China expert Anne-Marie Brady says she's still being harassed

1:56 pm on 9 May 2019

Prominent China expert and critic Anne-Marie Brady says she's still being harassed, with mail to her home and work being tampered with and stolen.

Anne-Marie Brady

Anne-Marie Brady Photo: RNZ / Jane Patterson

A police investigation came to a halt in February after Prof Brady reported a burglary and other incidents since publishing a paper on the influence of the Chinese communist party in the Pacific in 2017.

Police said in a statement today the investigation into Prof Brady's claims remained open, and was unresolved.

They said they would carefully assess any new information that came to light.

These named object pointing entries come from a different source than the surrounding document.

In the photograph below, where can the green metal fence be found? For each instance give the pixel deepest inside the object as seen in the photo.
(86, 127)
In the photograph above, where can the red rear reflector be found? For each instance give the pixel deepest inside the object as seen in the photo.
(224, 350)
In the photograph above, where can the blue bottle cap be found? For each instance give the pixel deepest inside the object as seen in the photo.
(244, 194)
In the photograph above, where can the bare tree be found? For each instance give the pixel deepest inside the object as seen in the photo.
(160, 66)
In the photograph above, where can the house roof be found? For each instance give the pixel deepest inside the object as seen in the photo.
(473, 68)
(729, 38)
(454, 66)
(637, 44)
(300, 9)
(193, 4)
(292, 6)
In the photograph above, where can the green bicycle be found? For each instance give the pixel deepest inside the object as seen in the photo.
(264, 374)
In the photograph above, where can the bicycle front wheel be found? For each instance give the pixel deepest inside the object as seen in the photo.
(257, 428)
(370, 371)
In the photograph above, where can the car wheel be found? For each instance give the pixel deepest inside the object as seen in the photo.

Prof Brady appeared before Parliament's justice committee this morning, as part of its inquiry into the 2017 general election and 2016 local elections - but which includes looking at foreign interference.

Read Professor Brady's full submission to the committee here.

Afterwards, she told reporters the harassment was still happening. She said she continued getting anonymous calls to her unlisted number, and her mail being tampered with.

Police were investigating her complaints, she said.

Prof Brady said the government "has to decide if it's willing to confront another government".

"This is not about me, this is about New Zealand's relationship with China and about ability to protect our citizens.

"The government needs to protect me and my family."

She said she was employed to research and teach Chinese politics, and she would continue to do so despite expecting the harassment and attempts to intimidate her to continue.

The government was taking her concerns "very seriously", she said.

Having the chance to talk openly at the committee about what was a sensitive topic gave her hope that a strategy would be agreed on to make New Zealand resilient, Prof Brady said.

China under President Xi Jinping had changed, she said.

Prof Brady's initial request to address the committee was turned down last month after four Labour MPs voted against it.

Committee chair Labour MP Raymond Huo said at the time the decision to block her was "purely procedural" as the deadline for submissions had past.

But he then backtracked and allowed her to submit.